Ordinary people had to resort to the black market for their petrol coupons, or stop driving altogether, but in Brandenburg a vehicle dispatched you to your death. And that was probably not the only place.
That evening he told Paula what had happened. Her initial reaction was similar to his, one of disbelief, just like her father, who went so far as to suggest that Harms was simply crazed.
Yet when Richard phoned Herbert’s parents to extend his condolences on the loss of their son at Brandenburg, they confirmed what Harms had told him. Herbert’s father was furious at the cause of death being described as a burst appendix, as Herbert had had his appendix removed as a child. For a moment, Richard wondered whether he should tell him the truth, but he shied away from that. Even his father-in-law hadn’t wanted to believe it, and in any case, what were Herbert’s elderly parents supposed to do about it? So he simply said something about
how there must have been a mix-up and maybe they should ask the hospital exactly why their son had died and left it at that.
He told Fritz about it, and his friend was as incredulous as the others.

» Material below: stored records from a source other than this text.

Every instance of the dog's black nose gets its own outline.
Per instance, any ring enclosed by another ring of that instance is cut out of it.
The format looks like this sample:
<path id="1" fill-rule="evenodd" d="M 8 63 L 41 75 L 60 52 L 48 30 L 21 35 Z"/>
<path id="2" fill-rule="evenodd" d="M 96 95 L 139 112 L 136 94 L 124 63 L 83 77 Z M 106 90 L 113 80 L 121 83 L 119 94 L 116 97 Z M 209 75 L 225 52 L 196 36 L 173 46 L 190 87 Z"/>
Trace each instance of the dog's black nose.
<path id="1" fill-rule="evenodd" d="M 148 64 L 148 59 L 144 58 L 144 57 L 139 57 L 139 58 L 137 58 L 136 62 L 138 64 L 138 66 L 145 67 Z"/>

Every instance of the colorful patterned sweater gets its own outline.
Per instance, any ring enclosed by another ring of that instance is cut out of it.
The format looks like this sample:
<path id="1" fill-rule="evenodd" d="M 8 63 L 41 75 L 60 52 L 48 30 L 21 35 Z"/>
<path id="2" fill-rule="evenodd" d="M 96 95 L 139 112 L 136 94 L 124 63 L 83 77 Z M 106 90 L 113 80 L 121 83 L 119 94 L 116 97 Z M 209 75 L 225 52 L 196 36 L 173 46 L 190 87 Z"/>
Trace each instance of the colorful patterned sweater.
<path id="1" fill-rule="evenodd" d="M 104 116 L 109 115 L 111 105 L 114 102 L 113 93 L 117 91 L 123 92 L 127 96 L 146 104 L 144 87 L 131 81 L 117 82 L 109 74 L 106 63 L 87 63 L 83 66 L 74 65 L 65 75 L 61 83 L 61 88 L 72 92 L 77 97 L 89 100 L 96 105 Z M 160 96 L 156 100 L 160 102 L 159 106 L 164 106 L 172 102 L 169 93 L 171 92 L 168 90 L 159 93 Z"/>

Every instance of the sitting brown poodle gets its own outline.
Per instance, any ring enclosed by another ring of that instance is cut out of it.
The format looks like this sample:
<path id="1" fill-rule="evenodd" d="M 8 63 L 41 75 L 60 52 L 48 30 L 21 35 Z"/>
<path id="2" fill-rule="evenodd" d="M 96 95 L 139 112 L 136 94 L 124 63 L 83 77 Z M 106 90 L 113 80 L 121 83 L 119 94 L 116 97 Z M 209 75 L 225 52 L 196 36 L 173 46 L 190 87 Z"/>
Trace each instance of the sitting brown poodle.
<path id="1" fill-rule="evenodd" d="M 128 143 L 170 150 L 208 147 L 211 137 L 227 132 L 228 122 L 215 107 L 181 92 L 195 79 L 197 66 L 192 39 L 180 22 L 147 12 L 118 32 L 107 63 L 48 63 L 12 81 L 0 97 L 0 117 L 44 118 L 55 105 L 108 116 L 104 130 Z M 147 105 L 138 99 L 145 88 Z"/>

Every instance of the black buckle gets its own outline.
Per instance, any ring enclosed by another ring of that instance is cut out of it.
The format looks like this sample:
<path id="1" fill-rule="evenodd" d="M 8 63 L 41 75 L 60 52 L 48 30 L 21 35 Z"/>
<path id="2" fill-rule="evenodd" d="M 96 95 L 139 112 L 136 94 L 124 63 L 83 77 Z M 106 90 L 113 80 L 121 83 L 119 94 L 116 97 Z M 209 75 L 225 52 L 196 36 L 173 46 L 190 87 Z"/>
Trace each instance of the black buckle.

‘This can’t be right,’ he said over and over. ‘This is barbaric! What on earth are they doing this for?’
‘It’s purely economic. The sick who are unfit for work are seen as a drain on the state. Even sterilisation’s more expensive than killing them.’
‘But . . . but if this is what’s happening, we must make it public!’
‘Yes, but it’s happening by stealth, really secretly – precisely because it is unimaginable. Do you know what’ll happen if we make this public? They’ll simply declare us insane, lock us up, and then treat us to a trip in the mobile gas chamber or make us disappear, like they did with Alfred Schär.’
Fritz was pale, struggling to find words. ‘That means there are murderers in our government.’ Richard nodded. ‘What are you going to do, Richard?’
‘I have no scruples about putting false information on the forms. From now on, all my patients are going to be as capable of work as the healthy.’
‘And what if that gets out?’
‘I’ll take the risk, particularly as it’s so small. Krüger has no interest in my expert statements and the forms are sent off to Berlin, along with forms from all the German asylums and clinics for nervous diseases. How on earth are they going to check up on individual cases from Hamburg?’
Richard kept his word. Henceforth, every one of his patients was recorded as being in a position to carry out work of economic value. He also tried to discharge new additions as swiftly as possible so that they weren’t even registered in the first place. On top of that, he’d asked his father to take on Manfred and Rolf, twenty-one-year-old Downs’ syndrome twins, as helpers in the family business and to give them accommodation in the workshop itself. This was because in a later telephone conversation with Dr Harms he had discovered that identical twins, regardless of their productivity certification, were not immediately gassed but sent off elsewhere for alleged scientific experiments to take place.